• Friday, March 29, 2024

HEADLINE STORY

As COP27 runs into extra time to reach a deal, EU says no decision better than bad decision

A climate activist sits near banners laid on the ground demanding protection of human rights, climate reparations, and countries’ adherence to limit global temperature rise to 1.5 degrees Celsius compared to pre-industrial levels, during the COP27 climate conference in Egypt’s Red Sea resort city of Sharm el-Sheikh on November 18, 2022. (Photo by AHMAD GHARABLI/AFP via Getty Images)

By: Shubham Ghosh

Things looked far from rosy at the COP27 climate talks in Egypt as nations struggled to reach a consensus with some even threatening to walk away if the negotiators could not make progress on combating climate change.

With talks going beyond the scheduled close, officials from the 27-nation strong European Union (EU) said on Saturday (19) that they were concerned over the lack of progress and feared that there could even be backsliding from parts of the COP26 deal which was agreed upon in Glasgow, Scotland, last year.

Frans Timmermans, first vice president of the European Commission, said it was necessary to move forward and not backwards.

“All [EU] ministers … are prepared to walk away if we do not have a result that does justice to what the world is waiting for – namely that we do something about this climate crisis,” he was quoted as saying.

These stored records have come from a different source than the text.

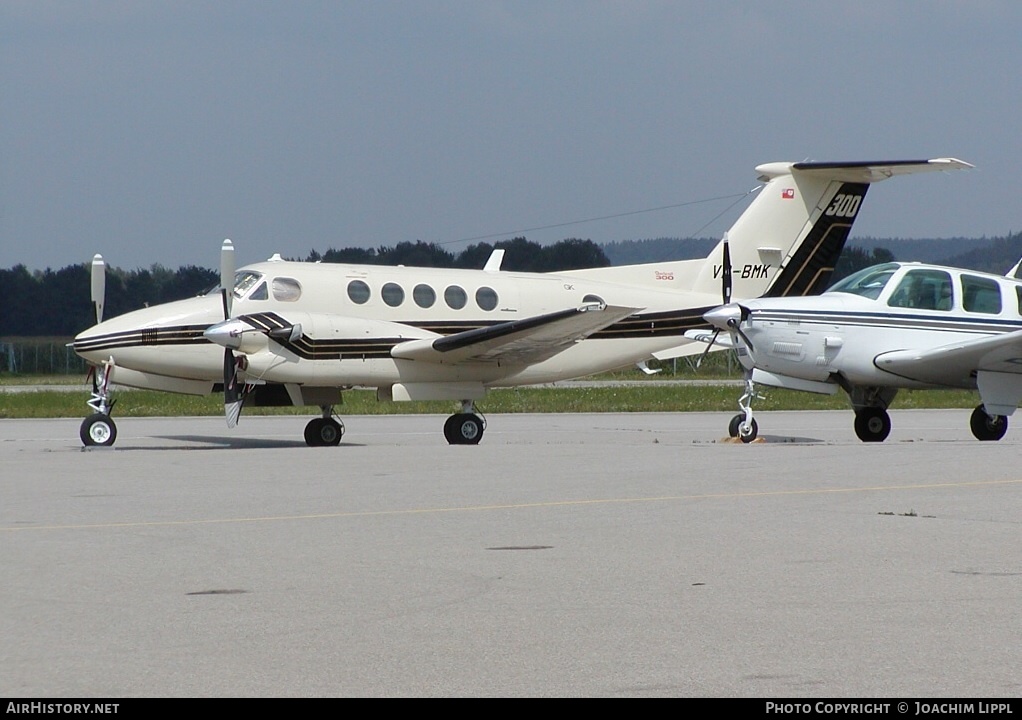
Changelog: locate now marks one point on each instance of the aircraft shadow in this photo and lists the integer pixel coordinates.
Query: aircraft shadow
(213, 443)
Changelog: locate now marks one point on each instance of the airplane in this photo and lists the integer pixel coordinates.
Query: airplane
(888, 327)
(286, 333)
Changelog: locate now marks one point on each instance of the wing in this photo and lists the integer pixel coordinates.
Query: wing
(995, 363)
(525, 341)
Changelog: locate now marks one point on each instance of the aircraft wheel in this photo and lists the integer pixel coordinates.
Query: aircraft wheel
(98, 429)
(748, 432)
(321, 432)
(873, 425)
(986, 427)
(463, 429)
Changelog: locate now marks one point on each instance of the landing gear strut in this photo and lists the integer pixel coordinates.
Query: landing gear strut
(98, 428)
(743, 426)
(464, 428)
(324, 431)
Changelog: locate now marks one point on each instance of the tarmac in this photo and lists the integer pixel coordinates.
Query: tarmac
(574, 556)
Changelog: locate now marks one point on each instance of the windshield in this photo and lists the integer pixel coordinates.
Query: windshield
(867, 283)
(243, 282)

“We believe that a positive result today is still within reach. But we are worried about some of the things we have seen and heard over the last, let’s say, 12 hours,” he said.

He also said the EU “rather have no result than a bad result”.

Speaking to reporters on the sidelines of the summit at Sharm el-Sheikh, which was supposed to conclude on Friday (18) but was extended by a day as several contentious issues remained, Timmermans urged other parties to negotiate to reciprocate efforts to reach an agreement, especially on the issue of funding poorer nations that have been affected by climate disasters.

Sameh Shoukry, president of COP27 and foreign minister of Egypt, said nearly 200 countries gathered in Egypt to “rise to the occasion” as the conference’s fate hung in balance.

Speaking a day after the summit was officially supposed to conclude, Shoukry acknowledged that “dissatisfaction” prevailed among all parties, but appealed to nations to show determination to arrive at a consensus.

New Zealand’s climate minister James Shaw said a draft of the final document circulated by the presidency “has been received quite poorly by pretty much everybody”. He added that the delegations were going into another round of negotiations.

Shaw, who called the draft “entirely unsatisfactory”, said the proposal “abandons really any hope of achieving 1.5 [degrees Celsius]”, referring to the warming limit agreed at the Paris agreement seven years ago.

German foreign minister Annalena Baerbock said responsibility “now lies in the hands of the Egyptian COP presidency”.

The EU had made clear overnight “we will not sign a paper here that diverges significantly from the 1.5C path, that would bury the goal of 1.5 degrees”, Baerbock said.

“If these climate conferences set us back then we wouldn’t have needed to travel here in the first place,” she said.